The firm announced on the same day that wider interest in the Mars project won’t be a flash in the pan.
Not only will Airbus build the rover vehicle scheduled to go to work on the surface of Mars as part of the 2019 ExoMars mission, but it is to give Stevenage schools, colleges and companies unique access to the developing mission through a new education centre.
Positioned with its windows looking directing out across a simulated Mars landscape, the £3.2 million Airbus Defence and Space centre for science, technology engineering and maths will welcome 27,000 students in the next five years.

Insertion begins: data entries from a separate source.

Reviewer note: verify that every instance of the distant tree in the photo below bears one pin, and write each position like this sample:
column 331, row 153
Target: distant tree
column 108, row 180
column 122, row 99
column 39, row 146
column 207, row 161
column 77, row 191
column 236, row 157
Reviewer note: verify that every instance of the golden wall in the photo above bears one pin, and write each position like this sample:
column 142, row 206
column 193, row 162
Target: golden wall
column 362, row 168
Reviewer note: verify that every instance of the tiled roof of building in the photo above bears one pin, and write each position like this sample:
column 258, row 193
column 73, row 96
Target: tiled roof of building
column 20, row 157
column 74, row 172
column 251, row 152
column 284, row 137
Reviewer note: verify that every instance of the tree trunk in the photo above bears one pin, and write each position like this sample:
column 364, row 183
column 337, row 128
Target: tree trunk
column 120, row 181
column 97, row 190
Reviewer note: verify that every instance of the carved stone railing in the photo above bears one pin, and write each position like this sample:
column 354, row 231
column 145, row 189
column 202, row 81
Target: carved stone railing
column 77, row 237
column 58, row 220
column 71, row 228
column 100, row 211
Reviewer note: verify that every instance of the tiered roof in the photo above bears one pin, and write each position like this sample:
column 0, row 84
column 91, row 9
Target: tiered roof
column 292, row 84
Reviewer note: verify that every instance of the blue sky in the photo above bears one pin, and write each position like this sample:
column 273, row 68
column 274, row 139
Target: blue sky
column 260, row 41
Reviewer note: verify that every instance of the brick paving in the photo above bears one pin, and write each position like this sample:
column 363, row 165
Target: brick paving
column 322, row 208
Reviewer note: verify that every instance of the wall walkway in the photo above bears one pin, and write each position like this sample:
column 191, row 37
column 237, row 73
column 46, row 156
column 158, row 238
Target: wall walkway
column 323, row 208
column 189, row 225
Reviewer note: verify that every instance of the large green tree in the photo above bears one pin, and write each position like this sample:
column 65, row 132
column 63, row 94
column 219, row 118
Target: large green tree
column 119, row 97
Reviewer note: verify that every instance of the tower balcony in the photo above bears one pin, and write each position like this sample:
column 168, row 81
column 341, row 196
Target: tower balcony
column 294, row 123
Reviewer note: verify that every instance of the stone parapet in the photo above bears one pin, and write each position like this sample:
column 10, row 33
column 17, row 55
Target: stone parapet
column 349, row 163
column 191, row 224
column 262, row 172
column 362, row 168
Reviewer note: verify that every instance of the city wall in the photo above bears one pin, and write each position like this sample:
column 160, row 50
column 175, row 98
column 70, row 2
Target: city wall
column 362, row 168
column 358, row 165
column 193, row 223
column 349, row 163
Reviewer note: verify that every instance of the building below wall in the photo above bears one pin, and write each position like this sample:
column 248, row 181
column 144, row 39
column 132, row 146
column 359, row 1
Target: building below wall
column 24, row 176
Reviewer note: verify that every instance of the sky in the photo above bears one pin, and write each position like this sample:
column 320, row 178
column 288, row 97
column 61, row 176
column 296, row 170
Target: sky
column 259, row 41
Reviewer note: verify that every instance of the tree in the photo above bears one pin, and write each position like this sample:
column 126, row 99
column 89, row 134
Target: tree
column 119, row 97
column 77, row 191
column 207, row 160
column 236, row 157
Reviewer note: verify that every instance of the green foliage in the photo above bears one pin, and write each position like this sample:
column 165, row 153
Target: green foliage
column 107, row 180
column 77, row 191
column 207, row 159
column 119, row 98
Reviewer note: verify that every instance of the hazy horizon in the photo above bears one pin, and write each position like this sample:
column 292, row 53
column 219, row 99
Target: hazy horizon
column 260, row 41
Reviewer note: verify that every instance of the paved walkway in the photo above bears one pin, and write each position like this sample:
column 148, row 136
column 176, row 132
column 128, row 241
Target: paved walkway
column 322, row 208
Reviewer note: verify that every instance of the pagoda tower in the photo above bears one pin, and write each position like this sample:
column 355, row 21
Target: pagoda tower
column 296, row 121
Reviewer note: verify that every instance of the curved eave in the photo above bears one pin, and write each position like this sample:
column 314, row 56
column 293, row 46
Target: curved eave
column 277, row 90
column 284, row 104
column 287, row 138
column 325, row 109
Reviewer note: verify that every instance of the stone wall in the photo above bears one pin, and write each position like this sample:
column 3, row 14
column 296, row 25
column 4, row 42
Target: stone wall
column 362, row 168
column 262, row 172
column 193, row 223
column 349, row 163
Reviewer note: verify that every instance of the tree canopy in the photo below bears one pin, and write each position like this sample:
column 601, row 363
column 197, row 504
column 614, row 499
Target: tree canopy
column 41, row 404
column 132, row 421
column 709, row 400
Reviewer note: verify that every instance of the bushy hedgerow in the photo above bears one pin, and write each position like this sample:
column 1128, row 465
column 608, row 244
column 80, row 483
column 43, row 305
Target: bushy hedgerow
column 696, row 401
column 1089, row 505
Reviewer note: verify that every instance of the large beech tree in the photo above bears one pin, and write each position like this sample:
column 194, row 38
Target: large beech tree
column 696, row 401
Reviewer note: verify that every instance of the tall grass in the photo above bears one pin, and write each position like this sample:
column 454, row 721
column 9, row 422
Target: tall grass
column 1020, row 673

Working in partnership with North Herts College, the ‘STEM’ project will help educate more than 5,000 students a year and, it is hoped, inspire the next generation of space scientists, technicians and engineers.
The college will run a STEM education programme at the centre, working with Airbus Defence and Space’s engineers and technicians.
There will be a series of interactive exhibits as well the chance to see the 30m by 13m test area in action, with prototype rovers negotiating the simulated Martian landscape.
Outreach activities for schools and a dedicated website and social media campaign are also planned.
Airbus site director Andy Stroomer said: “By investing in this centre and making the most of the Mars yard test area we hope to encourage students to follow science and engineering careers in the growing space industry and the wider industrial community.
“The partnership between North Herts College and Airbus is a unique collaboration to enhance STEM uptake and build a future generation of skilled workers.”
College principal Matt Hamnett added: “Creating an education centre linked to the ExoMars mission represents a unique opportunity to inspire young people to think about careers in science, tech, engineering and maths.
“It is a real pleasure for us to collaborate with a business that is so committed to working with educators and young people to enthuse the next generation.”
The Hertfordshire Local Enterprise Partnership is putting more than £1m into the project, which places Stevenage at the forefront of the space engineering industry in the UK.
Herts LEP makes up one part of Stevenage First – a partnership also involving Stevenage Borough Council, Herts County Council and Herts Chamber of Commerce which is focused on regenerating the town, and hopes the STEM centre will help contribute to the economic buoyancy needed to achieve its aims. Stevenage First chairman Andrew Percival said: “We want to secure future success for Stevenage, Hertfordshire and this key growth area for the South East.
“There is a palpable energy, confidence and determination for growth and change across Stevenage and Hertfordshire, which we now need to build on.
“A live link between Stevenage and the International Space Station is proof of just what can be achieved. We relish the opportunity of working together jointly, taking the small steps needed for one giant leap.”
As if to echo Mr Percival’s comments, just four days after Tim Peake’s mission Airbus announced it has signed a contract with the European Space Agency to build a Biomass satellite which will launch in 2021. It will measure the growth rates of the world’s forests and help chart the impact of deforestation on the environment.